The psalmist of psalm 48 asks those with him to look at the
Temple, to lovingly examine its every detail, and to understand that when one
gazes at the Temple in this manner one is “seeing Yhwh”. For him, it is not that
the Temple represents Yhwh or that the Temple is a metaphor for Yhwh and his
glory. Instead, it is that when one looks at the Temple one is looking at Yhwh.

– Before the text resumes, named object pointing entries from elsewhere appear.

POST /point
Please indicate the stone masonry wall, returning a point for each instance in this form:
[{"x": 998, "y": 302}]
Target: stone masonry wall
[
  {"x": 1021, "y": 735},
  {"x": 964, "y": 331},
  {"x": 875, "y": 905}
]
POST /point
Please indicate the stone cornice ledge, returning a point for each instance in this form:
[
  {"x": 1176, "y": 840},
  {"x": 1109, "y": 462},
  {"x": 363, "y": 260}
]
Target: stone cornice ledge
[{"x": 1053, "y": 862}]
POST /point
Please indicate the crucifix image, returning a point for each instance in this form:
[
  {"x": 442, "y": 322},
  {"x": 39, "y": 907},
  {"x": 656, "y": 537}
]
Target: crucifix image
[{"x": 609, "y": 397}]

He has become incarnate in some fashion, truly, within the stones and structure
of the Temple. It is a deeply significant point. The Presence has stitched
itself into the stones.
In this psalm we see something similar but now the psalmist
sees Yhwh as stitched into Israel. Instead of the Temple or the sanctuary, the
people themselves have, Moses-like, become irradiated with Yhwh’s glory to such
an extent that they partake in his staggering and tremendous authority. The
cosmos looks upon them the same way the psalmist of Psalm 48 directs us to look
at the Temple—it sees Yhwh-in-Israel.
Israel and the Temple—they are rungs on the ladder toward
Incarnation, when the Word becomes flesh. In Jesus we are given the “point of the
story”. The Temple could have the Presence taken from it. The People could be in
danger as well. As much as Yhwh identified with either the Temple or the
People, they could, for that very reason, also become objects of a curse, of
abandonment. That does not mean that Yhwh’s covenant with them was abrogated or
done away with—they were under a curse precisely because that is what the
covenant calls for. What it does mean, though, is that they were never perfect
vessels because they did not maintain the Presence in perpetuity. In Jesus,
though, we see a life that maintains the Presence to the end. He becomes the
perfect Israel (as in this psalm) and the perfect Temple (as in Psalm 48). And,
because he does so he becomes the one into whom the Cosmos is baptized. The
Cosmos and the Bride now have a vessel into which they can be grafted that will
be for them what we see in this psalm—a deified humanity that is a perfect
image of God to the Cosmos. God became man, so that man might become God. And,
in so far as the Cosmos and the Bride live “in Christ”, they also die, not into
Death, but “into Christ”. But that is for another reflection. The point here is
that in Christ we see the fulfilment of this Psalm—the perfect and perpetual
deified humanity. Jesus is the Chariot Throne. He is the “son called out of
Egypt” called to “the sanctuary” and called to his Father’s “royal dominion”.
That is what the gospels, Paul and Revelation all describe. And in Acts (and
Paul) we see what it is like for this ‘new Israel’ to be baptized into this
Presence Throne—it is to become a “royal priesthood”.